Dataset Construction and Preprocessing Pipeline
Emilia addresses a pressing challenge in speech generation: the insufficiency of diverse and spontaneous speech data. Traditional datasets, primarily derived from audiobooks, fail to capture the natural variability and spontaneity found in real-world conversations, making it difficult for generative models to reproduce human-like speech accurately.
The dataset comprises over 101,000 hours of speech across six languages: English, Chinese, German, French, Japanese, and Korean. This diversity is a crucial advantage for training robust multilingual and spontaneous speech generation models. Emilia-Pipe, the preprocessing pipeline, addresses the limitations of existing methods by incorporating efficient standardization, source separation, speaker diarization, voice activity detection (VAD), automated speech recognition (ASR), and filtering processes. These steps refine the raw speech into high-quality, annotated data suitable for model training.
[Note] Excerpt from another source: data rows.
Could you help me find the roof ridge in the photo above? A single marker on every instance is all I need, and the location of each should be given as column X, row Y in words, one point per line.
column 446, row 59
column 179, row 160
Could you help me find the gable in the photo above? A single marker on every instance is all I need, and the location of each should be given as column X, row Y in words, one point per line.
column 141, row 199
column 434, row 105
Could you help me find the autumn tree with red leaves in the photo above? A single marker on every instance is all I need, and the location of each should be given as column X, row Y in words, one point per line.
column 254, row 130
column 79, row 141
An independent server equipped with NVIDIA RTX 4090 GPUs processes raw speech data at a rate of approximately 2.5 hours per minute, demonstrating the efficiency of Emilia-Pipe. Post-processing, the dataset maintains a DNSMOS P.835 OVRL score of 3.26, underscoring its comparable quality to existing high-grade datasets.
Experimental Validation
To validate Emilia's effectiveness, the authors conducted extensive experiments comparing TTS models trained on both Emilia and the Multilingual LibriSpeech (MLS) dataset. Models trained on Emilia performed comparably, if not better, in generating spontaneous and diverse speech, as highlighted by metrics such as WER, SIM-O, FSD, CMOS, and SMOS.
In the English-only experiment, models trained on Emilia demonstrated similar levels of intelligibility and speaker similarity compared to those trained on MLS. Notably, the autoregressive TTS model SoundStorm benefited significantly from the diverse speaking styles in Emilia, particularly in terms of FSD and CMOS on spontaneous speech data.
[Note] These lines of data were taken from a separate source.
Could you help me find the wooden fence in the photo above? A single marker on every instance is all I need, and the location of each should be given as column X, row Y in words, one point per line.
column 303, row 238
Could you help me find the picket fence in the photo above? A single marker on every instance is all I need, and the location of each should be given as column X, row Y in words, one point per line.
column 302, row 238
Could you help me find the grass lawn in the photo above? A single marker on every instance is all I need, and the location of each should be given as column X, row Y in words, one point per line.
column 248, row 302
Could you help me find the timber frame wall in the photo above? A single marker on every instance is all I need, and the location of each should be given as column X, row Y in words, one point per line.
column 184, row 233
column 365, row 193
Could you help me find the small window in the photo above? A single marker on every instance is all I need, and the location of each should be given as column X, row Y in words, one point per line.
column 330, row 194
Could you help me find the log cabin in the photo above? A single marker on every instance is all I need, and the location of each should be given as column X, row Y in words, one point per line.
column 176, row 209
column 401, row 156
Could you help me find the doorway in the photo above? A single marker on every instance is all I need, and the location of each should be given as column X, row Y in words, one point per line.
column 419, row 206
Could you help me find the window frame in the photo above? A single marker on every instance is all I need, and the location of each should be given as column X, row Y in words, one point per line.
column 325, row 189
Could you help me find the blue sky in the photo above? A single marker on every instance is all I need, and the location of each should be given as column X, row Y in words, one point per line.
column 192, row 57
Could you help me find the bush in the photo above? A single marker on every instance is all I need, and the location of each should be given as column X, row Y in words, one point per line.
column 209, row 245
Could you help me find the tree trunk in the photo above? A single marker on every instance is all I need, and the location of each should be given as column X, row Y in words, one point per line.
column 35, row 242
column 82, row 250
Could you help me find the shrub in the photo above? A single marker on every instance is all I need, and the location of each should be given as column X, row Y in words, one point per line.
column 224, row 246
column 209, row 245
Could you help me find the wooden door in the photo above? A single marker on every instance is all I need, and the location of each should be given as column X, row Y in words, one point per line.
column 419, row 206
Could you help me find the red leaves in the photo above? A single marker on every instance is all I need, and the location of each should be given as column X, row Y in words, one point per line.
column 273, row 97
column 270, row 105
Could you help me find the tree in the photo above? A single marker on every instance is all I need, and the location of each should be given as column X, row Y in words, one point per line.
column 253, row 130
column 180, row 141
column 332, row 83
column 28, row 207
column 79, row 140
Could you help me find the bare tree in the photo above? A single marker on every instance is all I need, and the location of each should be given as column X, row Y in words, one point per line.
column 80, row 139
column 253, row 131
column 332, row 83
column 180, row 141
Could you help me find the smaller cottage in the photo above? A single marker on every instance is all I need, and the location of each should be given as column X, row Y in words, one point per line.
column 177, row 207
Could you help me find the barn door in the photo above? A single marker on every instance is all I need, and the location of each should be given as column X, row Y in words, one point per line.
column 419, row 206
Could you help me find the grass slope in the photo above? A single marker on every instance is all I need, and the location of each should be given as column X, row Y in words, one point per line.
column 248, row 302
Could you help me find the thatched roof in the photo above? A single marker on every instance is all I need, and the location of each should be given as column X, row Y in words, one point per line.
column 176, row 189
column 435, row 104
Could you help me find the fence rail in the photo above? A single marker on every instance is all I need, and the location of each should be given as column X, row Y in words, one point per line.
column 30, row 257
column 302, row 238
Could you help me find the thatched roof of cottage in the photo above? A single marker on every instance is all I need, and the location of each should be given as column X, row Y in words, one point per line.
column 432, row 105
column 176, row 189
Moreover, the multilingual experiment affirmed that models trained on the full Emilia dataset excel in zero-shot multilingual TTS capabilities, reinforcing the dataset's utility for broad-based, high-quality speech generation.
Implications for Future Research
The implications of this research are multifaceted. Practically, the extensive and diverse Emilia dataset equips the research community with the tools to advance multilingual and spontaneous speech generation. Theoretically, the demonstrated effectiveness of Emilia underscores the importance of training data diversity in model performance, particularly for tasks requiring nuanced generation abilities such as TTS.
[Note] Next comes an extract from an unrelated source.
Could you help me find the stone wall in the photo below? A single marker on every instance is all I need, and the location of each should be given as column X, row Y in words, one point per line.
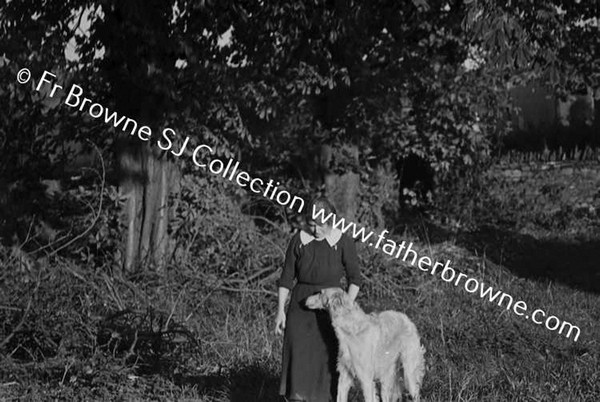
column 548, row 187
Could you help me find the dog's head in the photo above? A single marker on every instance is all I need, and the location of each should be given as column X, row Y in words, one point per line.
column 331, row 299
Looking forward, the open-source nature of Emilia-Pipe encourages collaborative advancements in preprocessing techniques and dataset expansion. This pipeline provides a scalable solution for transforming vast, raw speech corpora into valuable training data. The potential future applications of such a dataset extend beyond TTS to areas like speech recognition, speaker verification, and emotion detection in speech, opening new avenues for robust AI development.
Conclusion
The paper's contributions, Emilia and Emilia-Pipe, represent significant strides towards enriching the diversity and spontaneity of speech generation datasets. By providing a robust, powerful toolkit for generating high-quality training data from in-the-wild speech, this work lays a critical foundation for future advancements in multilingual and human-like speech synthesis. The outcomes validate the necessity for diverse datasets and innovative preprocessing techniques, promoting a leap forward in the capabilities of speech generation models.